Por Flávia Umpierre em 3 de julho de 2019
Leitura de 5 minutos

Pesquisa recente da consultoria Frost & Sullivan na América Latina diz que é até 25 vezes mais caro conquistar um novo cliente do que manter os já existentes.

Esse dado reforça uma importante informação que já está no imaginário dos analistas de marketing e vendas em geral e pelo qual nadamos diariamente em direção a construção de clientes leais e apaixonados.

Mas, você gestor, sabe como munir todo o time para navegar (bem) nesse mesmo barco? Quais ferramentas sua equipe precisa para estar bem alinhada para entregar sucesso ao cliente? E como alcançar o nível de agilidade esperada?

Para responder estas e outras dúvidas, reuni abaixo algumas experiências que tivemos na Conexorama para montar e gerir uma equipe ágil, que trabalhe com foco total no sucesso do cliente. Vamos lá?

A organização é a mãe da agilidade

Suponho que você concorde com a ideia que para obter maior agilidade é preciso investir em maior organização. Correto? Isto é, processos bem claros, padronizados e organizados, tudo para que o time atue em sintonia, tanto internamente, quanto no atendimento direto ao cliente.

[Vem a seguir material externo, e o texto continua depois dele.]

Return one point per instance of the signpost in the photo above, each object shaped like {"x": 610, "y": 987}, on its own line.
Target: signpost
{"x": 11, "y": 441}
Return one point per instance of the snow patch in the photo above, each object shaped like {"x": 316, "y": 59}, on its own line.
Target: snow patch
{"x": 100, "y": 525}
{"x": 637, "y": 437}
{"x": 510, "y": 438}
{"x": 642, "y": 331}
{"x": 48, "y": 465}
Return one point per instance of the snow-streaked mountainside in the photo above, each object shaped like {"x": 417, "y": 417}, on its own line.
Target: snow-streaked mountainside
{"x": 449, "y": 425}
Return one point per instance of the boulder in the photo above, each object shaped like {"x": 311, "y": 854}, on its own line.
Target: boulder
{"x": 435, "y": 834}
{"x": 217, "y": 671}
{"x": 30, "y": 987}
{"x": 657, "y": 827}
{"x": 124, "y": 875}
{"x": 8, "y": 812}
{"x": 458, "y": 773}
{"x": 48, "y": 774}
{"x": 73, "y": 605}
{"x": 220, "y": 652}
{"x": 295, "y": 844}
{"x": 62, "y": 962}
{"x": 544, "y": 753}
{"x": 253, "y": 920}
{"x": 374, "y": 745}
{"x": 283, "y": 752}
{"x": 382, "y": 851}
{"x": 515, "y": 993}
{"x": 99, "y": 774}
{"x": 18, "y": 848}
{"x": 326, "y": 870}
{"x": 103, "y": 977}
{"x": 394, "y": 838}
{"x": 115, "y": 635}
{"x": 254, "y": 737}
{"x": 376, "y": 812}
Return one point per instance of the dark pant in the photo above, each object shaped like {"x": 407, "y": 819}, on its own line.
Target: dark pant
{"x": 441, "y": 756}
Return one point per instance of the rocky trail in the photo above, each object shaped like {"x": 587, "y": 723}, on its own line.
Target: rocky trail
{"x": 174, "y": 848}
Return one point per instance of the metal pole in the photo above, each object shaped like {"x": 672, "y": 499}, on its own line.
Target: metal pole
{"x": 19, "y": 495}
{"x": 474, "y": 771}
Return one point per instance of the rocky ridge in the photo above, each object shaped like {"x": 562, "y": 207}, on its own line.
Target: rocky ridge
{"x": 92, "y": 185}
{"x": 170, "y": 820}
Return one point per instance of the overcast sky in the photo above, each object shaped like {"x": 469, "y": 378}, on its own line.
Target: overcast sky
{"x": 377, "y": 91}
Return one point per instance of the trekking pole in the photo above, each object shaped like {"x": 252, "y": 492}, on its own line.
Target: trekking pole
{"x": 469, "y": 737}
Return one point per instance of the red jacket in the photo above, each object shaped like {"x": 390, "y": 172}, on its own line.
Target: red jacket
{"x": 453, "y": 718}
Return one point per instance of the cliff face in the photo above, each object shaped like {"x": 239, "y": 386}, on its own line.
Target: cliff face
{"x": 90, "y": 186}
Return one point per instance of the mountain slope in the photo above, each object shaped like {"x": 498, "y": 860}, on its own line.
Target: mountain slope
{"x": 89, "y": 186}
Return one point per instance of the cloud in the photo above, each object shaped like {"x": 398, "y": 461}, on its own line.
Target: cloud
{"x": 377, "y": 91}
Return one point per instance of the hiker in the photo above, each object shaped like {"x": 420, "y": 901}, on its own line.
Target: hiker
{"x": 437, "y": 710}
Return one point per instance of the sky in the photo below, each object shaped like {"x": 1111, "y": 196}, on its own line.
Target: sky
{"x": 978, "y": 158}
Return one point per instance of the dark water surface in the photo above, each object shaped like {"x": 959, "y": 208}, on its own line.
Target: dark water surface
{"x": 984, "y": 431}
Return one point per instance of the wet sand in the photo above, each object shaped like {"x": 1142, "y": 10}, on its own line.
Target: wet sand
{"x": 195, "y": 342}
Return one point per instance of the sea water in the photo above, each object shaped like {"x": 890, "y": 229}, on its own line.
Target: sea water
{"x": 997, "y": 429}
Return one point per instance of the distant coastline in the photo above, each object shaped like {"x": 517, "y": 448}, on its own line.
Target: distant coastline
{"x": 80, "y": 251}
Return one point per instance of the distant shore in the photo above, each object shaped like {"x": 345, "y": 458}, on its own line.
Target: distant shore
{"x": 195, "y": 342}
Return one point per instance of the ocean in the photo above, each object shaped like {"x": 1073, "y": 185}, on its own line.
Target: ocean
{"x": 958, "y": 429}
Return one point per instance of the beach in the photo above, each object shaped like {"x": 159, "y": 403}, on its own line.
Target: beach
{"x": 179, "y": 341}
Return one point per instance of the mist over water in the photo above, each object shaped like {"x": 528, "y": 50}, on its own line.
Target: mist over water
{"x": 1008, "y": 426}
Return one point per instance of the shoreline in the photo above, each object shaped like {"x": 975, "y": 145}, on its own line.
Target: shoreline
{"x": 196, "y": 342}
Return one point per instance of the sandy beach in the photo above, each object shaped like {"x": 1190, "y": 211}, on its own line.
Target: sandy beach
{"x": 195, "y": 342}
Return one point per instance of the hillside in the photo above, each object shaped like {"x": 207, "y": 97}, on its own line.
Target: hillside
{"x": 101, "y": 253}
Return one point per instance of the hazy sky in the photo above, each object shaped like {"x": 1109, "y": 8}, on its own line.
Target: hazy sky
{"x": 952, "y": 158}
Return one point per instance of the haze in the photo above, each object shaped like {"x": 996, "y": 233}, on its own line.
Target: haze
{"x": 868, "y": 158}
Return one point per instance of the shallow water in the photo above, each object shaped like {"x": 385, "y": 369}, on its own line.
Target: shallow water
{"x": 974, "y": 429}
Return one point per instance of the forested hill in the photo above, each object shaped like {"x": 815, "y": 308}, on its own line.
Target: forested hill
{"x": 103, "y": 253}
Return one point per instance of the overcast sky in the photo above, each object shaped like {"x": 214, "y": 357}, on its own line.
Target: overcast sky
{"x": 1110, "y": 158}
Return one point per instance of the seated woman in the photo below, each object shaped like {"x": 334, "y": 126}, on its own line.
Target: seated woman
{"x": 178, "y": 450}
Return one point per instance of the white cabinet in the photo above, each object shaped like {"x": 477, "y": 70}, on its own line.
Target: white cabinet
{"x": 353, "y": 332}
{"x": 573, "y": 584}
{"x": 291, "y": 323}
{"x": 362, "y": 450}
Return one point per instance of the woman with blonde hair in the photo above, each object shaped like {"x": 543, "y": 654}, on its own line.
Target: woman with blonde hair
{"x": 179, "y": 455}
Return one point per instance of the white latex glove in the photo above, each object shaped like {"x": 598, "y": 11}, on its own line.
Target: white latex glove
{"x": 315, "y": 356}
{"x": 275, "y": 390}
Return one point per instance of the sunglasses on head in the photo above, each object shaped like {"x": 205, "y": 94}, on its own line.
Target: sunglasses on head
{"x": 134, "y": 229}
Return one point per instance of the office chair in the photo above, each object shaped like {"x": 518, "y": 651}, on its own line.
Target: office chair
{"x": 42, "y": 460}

Mas, antes, sugiro definir e/ou revisar quais pontos do desempenho geral do time queremos tornar ágil e, claro, melhor organizado. Entre eles, podemos buscar a melhoria da rapidez nas entregas, capacidade de gerenciamento de crise, capacidade de adaptabilidade, capacidade de autogestão, proatividade e crescimento.

Aqui na Conexorama, após traçar esses objetivos, investimos pesado (mas, pesado mesmo!) no mapeamento de processos. (Sugestão: se a atuação do seu time não segue processos, pare tudo o que está fazendo e priorize isso.)

Processos mapeados, foi hora de revisá-los e otimizá-los. E vou lhe dizer que foi um dos momentos mais norteadores dos últimos anos da agência. Foi aqui que pudemos, da forma mais clara possível, identificar gargalos nas nossas entregas e a relação que eles tinham com nossa organização.

O que quero dizer com isso? Pudemos ver que o baixo desempenho de um determinado canal estava diretamente ligado ao fato de que atividades do profissional responsável por ele estavam desalinhadas e até mesmo desviadas do setor ideial.

Mas não se desespere. Leva um certo tempo, requer empenho de todos, mas o resultado é impactante para os rumos da empresa e, por consequência, para formação de equipes bem alinhadas e vencedoras.

Todo esse grande movimento será responsável pelo nascimento de profissionais preparados para lidar com a pressão das mudanças, com criatividade para saídas rápidas e inteligentes e conscientes da necessidade de evitar ao máximo qualquer desperdício (de tempo, de trabalho, de produção, de recursos etc).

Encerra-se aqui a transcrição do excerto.